Am Asklepios-Klinikum Uckermark in Schwedt an der Oder werden derzeit Vereinbarungen mit den Pendlern getroffen, sagte Geschäftsführer Ulrich Gnauck auf Anfrage. Im Gespräch sei, 14 Tage im Block zu arbeiten und dann für die Quarantäne wieder nach Hause zu fahren. Andere wollten die arbeitsfreie Zeit weiter hier verbringen. Für die Kosten der Unterkunft komme die Klinik auf, sagte er. In dem Haus betreffe es 50 Ärzte, Krankenschwestern und Hebammen. Der Ärztliche Direktor der Klinik, Rüdiger Heicappell, forderte im Gespräch mit rbb von der Landesregierung, sich dafür einzusetzen, dass das medizinische Personal von der Quarantäne-Regel ausgenommen werde.

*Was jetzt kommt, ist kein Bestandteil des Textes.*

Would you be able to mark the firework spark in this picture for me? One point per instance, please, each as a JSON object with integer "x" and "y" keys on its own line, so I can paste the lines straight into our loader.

Das Kreiskrankenhaus in Prenzlau teilte am Donnerstag mit, dass fast alle der 22 polnischen Mitarbeiter bereit seien, in Brandenburg zu bleiben. Woanders, etwa im Klinikum Frankfurt (Oder) oder im Krankenhaus Seelow, ist derzeit noch nicht bekannt, wieviele polnische Mitarbeiter am Freitag wiederkommen werden.

Entscheidung am Freitagmorgen

Polnische Angestellte bei deutschen Unternehmen können laut Landesverband des Berliner und Brandenburger Verkehrsgewerbes (LBBV) am Donnerstagabend noch ungehindert nach Polen zurückkehren. Der Grund: Die verschärften Regeln für Pendler treten erst Mitternacht in Kraft. Freitagmorgen könnten die Pendler dann noch einmal auf der Arbeit erscheinen. Sie müssten sich dann aber entscheiden, ob sie sich zu Hause für 14 Tage in Quarantäne begeben oder im Land bleiben, um ab Montag weiterarbeiten zu können.